The physical premise of a painting is a flat, bland surface with straight edges and four ninety-degree corners – in short, an empty canvas. Painting itself could be described as the painter’s conversation with this object, an interchange that endows blankness with incident and flatness with depth. In recent times, painters have not always accepted without question the basic premise of their medium. In the 1970’s Cynthia Carlson has challenged its traditional shape by endowing certain canvases with jagged outlines. Cutting canvases into strips and reweaving them into rough fabrics, she dispensed with flatness and thereby provided paint with a new environment. Since 2015 she has revised the edges another way.

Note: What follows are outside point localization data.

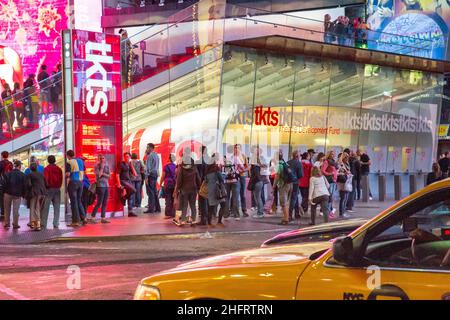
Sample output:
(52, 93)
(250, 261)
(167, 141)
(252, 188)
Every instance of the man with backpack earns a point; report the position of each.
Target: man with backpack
(283, 180)
(297, 169)
(5, 167)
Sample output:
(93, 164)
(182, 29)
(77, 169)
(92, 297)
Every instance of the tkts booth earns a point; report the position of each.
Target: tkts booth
(93, 102)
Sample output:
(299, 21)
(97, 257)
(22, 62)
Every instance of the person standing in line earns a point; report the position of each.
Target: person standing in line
(14, 184)
(152, 168)
(297, 169)
(19, 104)
(365, 168)
(435, 174)
(214, 179)
(318, 194)
(29, 90)
(187, 185)
(75, 174)
(232, 185)
(40, 168)
(329, 170)
(311, 154)
(355, 170)
(256, 182)
(242, 167)
(304, 181)
(5, 167)
(444, 164)
(168, 181)
(284, 186)
(38, 192)
(53, 179)
(44, 86)
(203, 201)
(344, 182)
(126, 171)
(137, 180)
(102, 175)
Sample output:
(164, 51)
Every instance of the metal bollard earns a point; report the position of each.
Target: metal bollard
(397, 187)
(365, 188)
(412, 184)
(381, 188)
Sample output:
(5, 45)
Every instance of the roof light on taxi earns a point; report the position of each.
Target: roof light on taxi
(146, 292)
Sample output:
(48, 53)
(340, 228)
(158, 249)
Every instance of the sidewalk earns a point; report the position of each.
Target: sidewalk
(155, 226)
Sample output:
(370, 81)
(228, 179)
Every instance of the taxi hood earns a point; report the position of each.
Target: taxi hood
(277, 255)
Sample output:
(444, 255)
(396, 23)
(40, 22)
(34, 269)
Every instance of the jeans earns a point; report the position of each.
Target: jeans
(152, 194)
(257, 196)
(188, 198)
(35, 208)
(343, 198)
(102, 200)
(169, 209)
(323, 202)
(351, 196)
(137, 195)
(243, 202)
(75, 190)
(305, 193)
(294, 200)
(332, 189)
(54, 198)
(203, 210)
(13, 201)
(233, 203)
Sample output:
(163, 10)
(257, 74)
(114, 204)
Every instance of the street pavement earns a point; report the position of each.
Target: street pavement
(111, 259)
(147, 226)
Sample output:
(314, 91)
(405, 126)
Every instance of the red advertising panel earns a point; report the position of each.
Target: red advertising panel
(97, 104)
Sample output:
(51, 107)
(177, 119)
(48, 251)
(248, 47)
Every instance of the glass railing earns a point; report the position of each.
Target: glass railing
(119, 7)
(194, 30)
(31, 106)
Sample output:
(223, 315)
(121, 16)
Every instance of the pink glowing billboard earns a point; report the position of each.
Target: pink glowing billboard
(32, 28)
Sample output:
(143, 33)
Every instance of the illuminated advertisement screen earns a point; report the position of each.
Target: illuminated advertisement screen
(97, 104)
(425, 22)
(30, 35)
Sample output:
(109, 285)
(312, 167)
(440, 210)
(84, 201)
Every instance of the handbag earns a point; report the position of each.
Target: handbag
(203, 192)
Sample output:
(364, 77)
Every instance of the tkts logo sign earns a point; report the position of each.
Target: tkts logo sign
(97, 83)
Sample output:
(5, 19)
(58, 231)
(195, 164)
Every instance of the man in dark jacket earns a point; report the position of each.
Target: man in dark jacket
(15, 190)
(297, 169)
(5, 167)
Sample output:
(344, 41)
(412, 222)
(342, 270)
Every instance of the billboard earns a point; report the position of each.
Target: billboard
(93, 112)
(424, 23)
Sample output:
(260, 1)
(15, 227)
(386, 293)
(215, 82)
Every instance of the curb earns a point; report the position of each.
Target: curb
(142, 237)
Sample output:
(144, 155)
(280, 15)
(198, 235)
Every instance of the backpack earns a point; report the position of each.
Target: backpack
(288, 175)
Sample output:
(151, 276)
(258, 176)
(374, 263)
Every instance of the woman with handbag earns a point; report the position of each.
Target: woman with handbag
(102, 174)
(329, 170)
(215, 189)
(167, 182)
(318, 194)
(343, 181)
(256, 183)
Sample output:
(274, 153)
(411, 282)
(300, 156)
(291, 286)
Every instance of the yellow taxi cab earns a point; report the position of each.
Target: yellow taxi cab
(403, 253)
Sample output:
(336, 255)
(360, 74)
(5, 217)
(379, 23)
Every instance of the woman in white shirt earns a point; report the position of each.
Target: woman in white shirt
(318, 194)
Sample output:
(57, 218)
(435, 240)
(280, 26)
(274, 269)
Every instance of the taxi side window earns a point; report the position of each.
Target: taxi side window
(421, 240)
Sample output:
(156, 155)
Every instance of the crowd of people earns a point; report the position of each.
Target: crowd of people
(345, 32)
(215, 188)
(22, 105)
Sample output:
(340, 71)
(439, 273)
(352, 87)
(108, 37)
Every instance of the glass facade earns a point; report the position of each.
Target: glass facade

To understand what Carlson accomplishes with these recent works, we might imagine that her conversation with the canvas begins with an acknowledgement mixed with an exhortation: Yes, your familiar shape and surface provide painted imagery with an ideal environment and yet don’t you think you could be a bit livelier? Or a lot livelier? Of course it is the artist herself who must answer these questions, which she does by joining standard canvases in strikingly fresh configurations.

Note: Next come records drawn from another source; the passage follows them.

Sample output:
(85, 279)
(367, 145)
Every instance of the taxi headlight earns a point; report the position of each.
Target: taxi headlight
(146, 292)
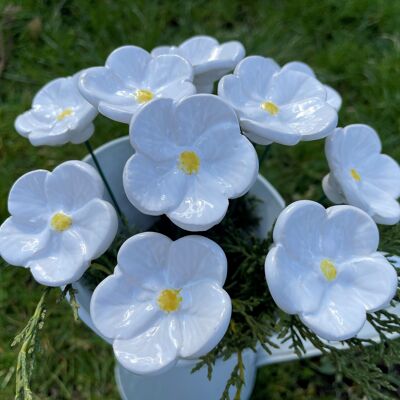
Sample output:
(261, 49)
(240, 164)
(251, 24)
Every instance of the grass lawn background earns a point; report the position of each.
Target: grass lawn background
(352, 45)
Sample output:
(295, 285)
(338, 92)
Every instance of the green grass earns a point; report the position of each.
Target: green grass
(353, 45)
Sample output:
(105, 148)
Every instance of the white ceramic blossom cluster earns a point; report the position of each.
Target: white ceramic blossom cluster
(192, 153)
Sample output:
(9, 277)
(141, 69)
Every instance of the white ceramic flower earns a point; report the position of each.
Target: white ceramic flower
(324, 266)
(132, 77)
(58, 223)
(164, 301)
(210, 59)
(277, 105)
(333, 97)
(362, 176)
(190, 159)
(59, 115)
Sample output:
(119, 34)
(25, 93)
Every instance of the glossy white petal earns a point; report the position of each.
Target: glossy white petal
(302, 111)
(152, 352)
(143, 257)
(195, 257)
(27, 198)
(153, 131)
(200, 114)
(346, 232)
(372, 281)
(365, 178)
(63, 261)
(230, 160)
(72, 185)
(97, 224)
(153, 188)
(293, 295)
(324, 266)
(59, 115)
(337, 318)
(21, 240)
(226, 164)
(202, 207)
(209, 59)
(119, 309)
(206, 319)
(166, 69)
(332, 189)
(129, 63)
(298, 229)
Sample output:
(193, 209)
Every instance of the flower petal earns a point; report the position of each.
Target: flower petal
(332, 189)
(348, 232)
(194, 258)
(165, 69)
(27, 198)
(117, 310)
(383, 208)
(153, 352)
(198, 49)
(99, 84)
(152, 131)
(299, 229)
(21, 240)
(288, 86)
(294, 285)
(384, 173)
(143, 257)
(337, 317)
(205, 319)
(71, 185)
(153, 188)
(372, 279)
(176, 90)
(97, 224)
(311, 118)
(229, 159)
(255, 73)
(201, 208)
(129, 63)
(63, 261)
(195, 115)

It could also be seen as Carlson’s good-humored rebuke to the idea that anything in her art could be that simple as she draws us into a different sort of game, one where the rules are fluid and we win by taking part in their potentially endless revision. Here we see the subtlety of her colors inflecting the clarity of her forms. As vision luxuriates in the proliferation of visual possibilities, we feel as if she has drawn us into her conversation with her medium. In the warm, welcoming light of these works, it begins to look as if the canvas was never the empty, neutral premise that painting’s theorists have so often said it was. The canvas has an inner life, rich and usually hidden, which Carlson has rendered visible with her unflagging inventiveness and generous sense of humor.